Слово старому другу Дневнику, коему недавно, с ума сойти, стукнуло шесть десятков лет...
24 мая 1979, чет. Прошли Сангарский пролив. Время – сахалинское, 20.50, чистый карминный круг солнца слева по корме утонул в синей глади, налившись снизу, как нос пьяницы, фиолетом. Прочитал уже 400 стр. Эмиля Миндлина «Корабли, степи, товарищи», рассказы 30-50-х годов. Что-то есть платоновское в старых рассказах, а в последних – что-то от лакировщиков, но местами очень интересно. Живу в каюте Трала. Витя Антонов попросил одеколон: «смазать надо одну вещь», потом достал у кого-то «Сашу» с красивой этикеткой (for men), выпил не морщась и стал рассказывать, как в Бристоле (Бристольский залив на Аляске) зимой 71-го тонул: во время постановки трала, в момент начала циркуляции судна он, встав на планширь, отдавал стопор траловой доски (стальной, с полтонны весом щит для распора, раскрытия авоськи трала), а планширь обледенел, и он скользнул в воду... Нужно было рубить ваера (толстые стальные тросы, буксирующие трал), сыграть тревогу «Человек за бортом» и возвращаться за ним, а капитан продолжал циркуляцию. Тогда Виктор сбросил тянувшие книзу «гады» и на спине поплыл, глядя вслед уходящему родному СРТ. «Хрен я помру!» - думал он, хотя и здорово нахлебался ледяной солёной купели. «Жить захочешь – поплывёшь!»
Идущий следом СРТ подобрал его, бросив выброску, в «грушу» которой он и вцепился мёртвой хваткой. Потерял сознание. Очнулся в тёплой ванне на плавбазе и с недоумением увидел в руках эту «грушу» (оклетнёванную пенькой грушевидную деревяшку) с обрезанным концом: не смогли вынуть из окостеневших пальцев. А из подмышек торчали термометры, они показывали 32º... Судовой айболит удивлялся: с такой температурой – и выжил!.. Стало колотить. Дали стакан спирту. Заснул и проснулся совсем здоровым. 21 минуту плавал у кромки льдов. «Сейчас, - говорит, - когда вижу, как отдают стопор с планширя, ору: слазь, твою мать! Слазь! Не могу смотреть!»
Пьяный пароход, капитан – разгильдяй, распустил... Только так отозвалось бы сейчас об «Орионе» береговое начальство – из Приморрыбпрома, Дальрыбы.
А капитан траулера умеет находить косяки и на отшибе от протоптанных добывающим флотом изобат, не шастая притом по «огородам» – запретным для траления малым глубинам, районам нереста. Ну а Трал Антонов на промысле в крепкой узде держит матросов траловой бригады, которые сработались так, что даже без «мать твою» справляются с постановкой и выборкой трала вдвое быстрее нормы!..
Напиши я правду в репортаже об этих вечных победителях соцсоревнования, меня бы тут же уволили из «Тихого океана», любимой радиостанции рыбаков и моряков Дальнего Востока. «Секрет трудовых побед» кроется в умении Виктора организовать это соцсоревнование под особым лозунгом. Звучит он так:
- Ну что, архаровцы, рванём?! Даёшь «стеклянные костюмы»!
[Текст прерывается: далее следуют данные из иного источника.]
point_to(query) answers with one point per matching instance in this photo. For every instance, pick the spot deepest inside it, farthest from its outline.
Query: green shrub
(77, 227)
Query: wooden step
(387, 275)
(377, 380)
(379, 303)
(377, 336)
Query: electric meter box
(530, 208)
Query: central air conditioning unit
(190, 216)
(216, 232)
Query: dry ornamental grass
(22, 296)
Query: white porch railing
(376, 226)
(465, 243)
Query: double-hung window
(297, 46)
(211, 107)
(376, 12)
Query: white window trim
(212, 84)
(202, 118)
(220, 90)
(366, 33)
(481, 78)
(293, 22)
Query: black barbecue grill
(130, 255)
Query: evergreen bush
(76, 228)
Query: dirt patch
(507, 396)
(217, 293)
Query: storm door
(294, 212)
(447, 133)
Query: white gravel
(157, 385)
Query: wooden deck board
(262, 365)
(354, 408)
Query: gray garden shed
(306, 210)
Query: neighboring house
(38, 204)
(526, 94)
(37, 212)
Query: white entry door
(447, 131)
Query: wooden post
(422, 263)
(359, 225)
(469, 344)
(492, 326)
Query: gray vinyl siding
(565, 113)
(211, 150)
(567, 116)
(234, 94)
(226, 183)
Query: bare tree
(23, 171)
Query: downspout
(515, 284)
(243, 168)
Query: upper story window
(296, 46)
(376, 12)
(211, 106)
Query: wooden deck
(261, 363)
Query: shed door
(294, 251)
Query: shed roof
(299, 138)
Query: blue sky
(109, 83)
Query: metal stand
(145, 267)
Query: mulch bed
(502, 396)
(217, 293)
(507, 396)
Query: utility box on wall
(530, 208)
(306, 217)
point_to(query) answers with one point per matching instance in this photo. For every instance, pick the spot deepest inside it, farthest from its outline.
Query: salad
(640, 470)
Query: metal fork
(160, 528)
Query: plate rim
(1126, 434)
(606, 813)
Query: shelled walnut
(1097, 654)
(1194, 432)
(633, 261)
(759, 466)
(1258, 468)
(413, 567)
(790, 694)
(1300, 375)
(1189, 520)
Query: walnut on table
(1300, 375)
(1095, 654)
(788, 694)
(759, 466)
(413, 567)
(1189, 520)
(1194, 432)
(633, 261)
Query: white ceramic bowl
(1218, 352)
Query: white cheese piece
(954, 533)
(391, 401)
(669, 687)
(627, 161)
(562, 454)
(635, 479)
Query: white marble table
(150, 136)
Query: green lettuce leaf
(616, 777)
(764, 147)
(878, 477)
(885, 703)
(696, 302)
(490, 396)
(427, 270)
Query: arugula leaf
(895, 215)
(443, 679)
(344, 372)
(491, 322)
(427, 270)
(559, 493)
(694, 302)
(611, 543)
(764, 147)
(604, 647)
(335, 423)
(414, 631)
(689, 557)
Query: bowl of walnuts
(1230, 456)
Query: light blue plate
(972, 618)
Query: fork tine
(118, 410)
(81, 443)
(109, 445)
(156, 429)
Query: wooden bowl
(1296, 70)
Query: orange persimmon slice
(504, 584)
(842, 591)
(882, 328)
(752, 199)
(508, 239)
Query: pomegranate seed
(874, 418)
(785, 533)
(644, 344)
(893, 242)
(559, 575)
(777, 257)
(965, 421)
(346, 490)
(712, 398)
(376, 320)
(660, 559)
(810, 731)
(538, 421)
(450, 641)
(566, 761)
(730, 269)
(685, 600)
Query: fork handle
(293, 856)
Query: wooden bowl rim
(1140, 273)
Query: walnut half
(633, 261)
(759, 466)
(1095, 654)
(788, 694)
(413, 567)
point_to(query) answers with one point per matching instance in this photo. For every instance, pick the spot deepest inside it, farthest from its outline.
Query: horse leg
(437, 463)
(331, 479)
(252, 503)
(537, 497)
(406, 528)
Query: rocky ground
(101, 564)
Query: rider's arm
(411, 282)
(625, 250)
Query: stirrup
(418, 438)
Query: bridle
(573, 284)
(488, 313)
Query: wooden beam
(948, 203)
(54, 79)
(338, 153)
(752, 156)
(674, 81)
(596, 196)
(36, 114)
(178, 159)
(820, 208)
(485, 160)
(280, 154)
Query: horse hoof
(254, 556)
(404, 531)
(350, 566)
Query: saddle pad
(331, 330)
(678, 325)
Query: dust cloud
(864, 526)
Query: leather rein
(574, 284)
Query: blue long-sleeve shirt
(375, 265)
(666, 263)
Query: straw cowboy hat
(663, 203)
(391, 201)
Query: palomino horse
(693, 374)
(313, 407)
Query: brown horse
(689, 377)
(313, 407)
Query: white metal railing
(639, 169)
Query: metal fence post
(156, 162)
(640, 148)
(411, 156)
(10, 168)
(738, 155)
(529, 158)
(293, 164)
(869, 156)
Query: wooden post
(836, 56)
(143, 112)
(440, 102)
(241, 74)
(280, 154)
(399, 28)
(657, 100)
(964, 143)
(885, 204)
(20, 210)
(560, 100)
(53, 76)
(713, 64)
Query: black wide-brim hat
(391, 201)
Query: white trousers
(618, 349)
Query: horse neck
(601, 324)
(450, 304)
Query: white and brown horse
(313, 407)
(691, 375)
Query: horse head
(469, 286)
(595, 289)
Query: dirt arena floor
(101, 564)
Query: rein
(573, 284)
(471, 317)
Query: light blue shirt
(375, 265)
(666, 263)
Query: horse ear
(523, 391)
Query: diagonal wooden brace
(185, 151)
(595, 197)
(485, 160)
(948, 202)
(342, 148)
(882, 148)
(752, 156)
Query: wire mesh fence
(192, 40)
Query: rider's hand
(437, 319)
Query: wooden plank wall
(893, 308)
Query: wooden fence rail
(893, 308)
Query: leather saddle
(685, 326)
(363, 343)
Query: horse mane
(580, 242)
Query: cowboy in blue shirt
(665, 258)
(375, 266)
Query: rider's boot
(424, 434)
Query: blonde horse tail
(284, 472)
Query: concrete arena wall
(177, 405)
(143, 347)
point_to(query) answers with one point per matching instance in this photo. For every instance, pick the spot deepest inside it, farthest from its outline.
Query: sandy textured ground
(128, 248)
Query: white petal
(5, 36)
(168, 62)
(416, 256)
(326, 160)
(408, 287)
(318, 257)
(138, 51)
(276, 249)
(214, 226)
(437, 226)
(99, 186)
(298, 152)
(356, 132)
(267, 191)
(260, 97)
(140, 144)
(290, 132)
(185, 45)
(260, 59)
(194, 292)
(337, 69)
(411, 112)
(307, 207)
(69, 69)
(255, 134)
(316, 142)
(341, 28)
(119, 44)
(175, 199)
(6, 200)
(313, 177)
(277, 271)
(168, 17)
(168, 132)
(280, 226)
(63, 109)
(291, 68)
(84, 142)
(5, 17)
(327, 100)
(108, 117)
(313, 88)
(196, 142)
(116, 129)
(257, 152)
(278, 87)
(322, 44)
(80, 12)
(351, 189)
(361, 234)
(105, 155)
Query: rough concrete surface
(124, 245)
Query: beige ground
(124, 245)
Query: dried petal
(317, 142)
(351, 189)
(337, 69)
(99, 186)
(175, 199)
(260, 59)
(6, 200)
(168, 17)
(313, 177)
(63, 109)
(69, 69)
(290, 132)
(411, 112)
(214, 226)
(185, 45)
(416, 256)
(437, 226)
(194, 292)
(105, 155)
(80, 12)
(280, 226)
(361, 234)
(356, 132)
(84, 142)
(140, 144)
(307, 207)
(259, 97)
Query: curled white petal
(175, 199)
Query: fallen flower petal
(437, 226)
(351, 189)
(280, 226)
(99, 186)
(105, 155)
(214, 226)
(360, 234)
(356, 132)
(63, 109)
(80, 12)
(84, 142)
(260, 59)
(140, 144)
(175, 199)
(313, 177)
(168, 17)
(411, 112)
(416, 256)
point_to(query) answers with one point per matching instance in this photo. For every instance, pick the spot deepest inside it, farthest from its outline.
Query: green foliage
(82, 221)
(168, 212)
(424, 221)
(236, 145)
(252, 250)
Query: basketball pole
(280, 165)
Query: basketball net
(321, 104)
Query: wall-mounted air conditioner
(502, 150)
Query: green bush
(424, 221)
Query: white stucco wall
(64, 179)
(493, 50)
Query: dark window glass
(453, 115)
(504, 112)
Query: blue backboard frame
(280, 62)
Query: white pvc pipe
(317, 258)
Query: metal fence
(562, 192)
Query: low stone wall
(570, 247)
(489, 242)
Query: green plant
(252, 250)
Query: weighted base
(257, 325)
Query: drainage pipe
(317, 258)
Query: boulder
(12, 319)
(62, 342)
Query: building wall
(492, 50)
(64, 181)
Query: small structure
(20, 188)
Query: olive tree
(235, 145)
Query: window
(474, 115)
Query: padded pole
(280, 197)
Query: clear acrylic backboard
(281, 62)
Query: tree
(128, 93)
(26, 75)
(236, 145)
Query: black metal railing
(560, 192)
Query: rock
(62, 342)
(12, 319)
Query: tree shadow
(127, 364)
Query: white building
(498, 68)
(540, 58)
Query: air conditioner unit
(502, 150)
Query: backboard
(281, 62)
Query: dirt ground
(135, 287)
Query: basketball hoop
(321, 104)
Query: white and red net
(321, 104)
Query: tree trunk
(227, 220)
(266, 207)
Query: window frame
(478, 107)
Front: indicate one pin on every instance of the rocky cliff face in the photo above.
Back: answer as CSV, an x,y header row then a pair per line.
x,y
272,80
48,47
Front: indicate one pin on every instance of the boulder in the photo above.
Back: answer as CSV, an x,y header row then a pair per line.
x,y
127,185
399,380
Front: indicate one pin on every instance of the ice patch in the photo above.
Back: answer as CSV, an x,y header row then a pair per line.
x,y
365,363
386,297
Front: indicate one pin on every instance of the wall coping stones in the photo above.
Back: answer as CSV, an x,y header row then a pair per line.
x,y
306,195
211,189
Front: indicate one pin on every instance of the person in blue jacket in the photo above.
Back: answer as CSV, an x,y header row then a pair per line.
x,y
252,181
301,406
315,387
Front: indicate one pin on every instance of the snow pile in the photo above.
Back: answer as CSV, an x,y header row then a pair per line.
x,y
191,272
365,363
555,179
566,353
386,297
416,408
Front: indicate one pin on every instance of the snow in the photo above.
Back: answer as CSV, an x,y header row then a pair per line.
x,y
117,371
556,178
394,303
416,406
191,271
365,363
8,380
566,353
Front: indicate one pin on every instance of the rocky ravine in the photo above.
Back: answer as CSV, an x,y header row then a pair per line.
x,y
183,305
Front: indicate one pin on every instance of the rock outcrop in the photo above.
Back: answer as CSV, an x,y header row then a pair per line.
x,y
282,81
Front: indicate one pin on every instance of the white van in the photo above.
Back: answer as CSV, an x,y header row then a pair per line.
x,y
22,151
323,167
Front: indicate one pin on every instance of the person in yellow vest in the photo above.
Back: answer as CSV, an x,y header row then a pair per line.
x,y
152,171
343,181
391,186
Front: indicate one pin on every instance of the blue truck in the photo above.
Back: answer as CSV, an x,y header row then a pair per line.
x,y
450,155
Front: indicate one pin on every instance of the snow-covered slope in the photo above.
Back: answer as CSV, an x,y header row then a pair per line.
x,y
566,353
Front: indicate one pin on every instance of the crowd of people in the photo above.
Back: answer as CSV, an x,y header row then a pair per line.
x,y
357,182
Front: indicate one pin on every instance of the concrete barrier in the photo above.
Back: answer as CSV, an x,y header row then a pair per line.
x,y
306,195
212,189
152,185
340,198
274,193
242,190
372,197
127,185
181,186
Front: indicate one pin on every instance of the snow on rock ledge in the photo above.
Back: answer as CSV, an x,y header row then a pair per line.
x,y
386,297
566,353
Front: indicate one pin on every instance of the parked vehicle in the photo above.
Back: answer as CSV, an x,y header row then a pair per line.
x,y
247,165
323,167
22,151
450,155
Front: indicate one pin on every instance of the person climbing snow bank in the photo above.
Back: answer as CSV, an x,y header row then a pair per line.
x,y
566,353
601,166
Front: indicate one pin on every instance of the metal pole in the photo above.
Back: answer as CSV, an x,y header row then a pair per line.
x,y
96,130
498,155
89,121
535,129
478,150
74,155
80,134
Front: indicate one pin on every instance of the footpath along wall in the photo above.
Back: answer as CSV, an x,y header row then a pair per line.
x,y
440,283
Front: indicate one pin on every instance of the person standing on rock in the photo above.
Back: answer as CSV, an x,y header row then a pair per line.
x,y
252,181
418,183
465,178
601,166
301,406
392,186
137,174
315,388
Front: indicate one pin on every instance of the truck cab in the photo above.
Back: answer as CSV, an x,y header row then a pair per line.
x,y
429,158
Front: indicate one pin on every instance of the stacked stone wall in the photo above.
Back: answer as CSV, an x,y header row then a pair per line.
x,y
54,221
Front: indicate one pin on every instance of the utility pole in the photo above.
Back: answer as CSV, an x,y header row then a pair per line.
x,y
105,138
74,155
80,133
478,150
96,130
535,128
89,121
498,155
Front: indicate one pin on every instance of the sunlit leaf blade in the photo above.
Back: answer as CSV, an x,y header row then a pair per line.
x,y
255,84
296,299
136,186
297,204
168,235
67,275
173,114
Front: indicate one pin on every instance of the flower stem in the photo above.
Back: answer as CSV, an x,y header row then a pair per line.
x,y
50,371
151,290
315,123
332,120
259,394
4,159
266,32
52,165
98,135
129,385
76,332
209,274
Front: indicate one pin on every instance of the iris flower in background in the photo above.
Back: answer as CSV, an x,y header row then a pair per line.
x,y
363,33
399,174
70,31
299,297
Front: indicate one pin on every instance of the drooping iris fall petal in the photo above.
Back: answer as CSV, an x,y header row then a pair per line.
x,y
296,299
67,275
В конце путины ж как – все обычно планируют (заработали на славу!) купить то, сё, в том числе новый костюм, а в конце стоянки в порту костюмы те и оказываются «стеклянными». Традицию, как говорится, на козе не объедешь.
А у «Ориона» традиция – два плана рвануть, в крайнем разе полтора, это если штормовых суток за путину больше, чем промысловых, наберётся...
- Пятый год я уже у этого капитана. – Виктор, как мне кажется, светлеет лицом, неожиданно разгладив морщины на лбу. – Это ж он меня тогда спас... А от того, - он на миг закусывает нижнюю губу, - я сразу ушёл...
32 – это число зацепилось за что-то у меня в мозгу. 32 градуса – смертельная температура. А на картушке морского компаса – ровно 32 румба, то есть 360 градусов, полный разворот. Что и приключилось с Тралом Антоновым.
Наверно, 32º сродни клинической смерти, после которой так часто жизнь человеческая делает кульбит или разворот на все 32 румба...
И вот внезапная – как шок! – мысль: а не сотворить ли и мне такой кульбит-разворот: взять и вернуться в страну детства и юности, где покорял на вельботе днестровские и лиманские просторы?..
Это было вроде так недавно – помнится даже дрожь весла в руке, которым отталкивался от берега. Это было шестьдесят годов тому назад!
Говорят, что перед смертью неодолимо тянет на родину. Тем более, что там – сын и внук.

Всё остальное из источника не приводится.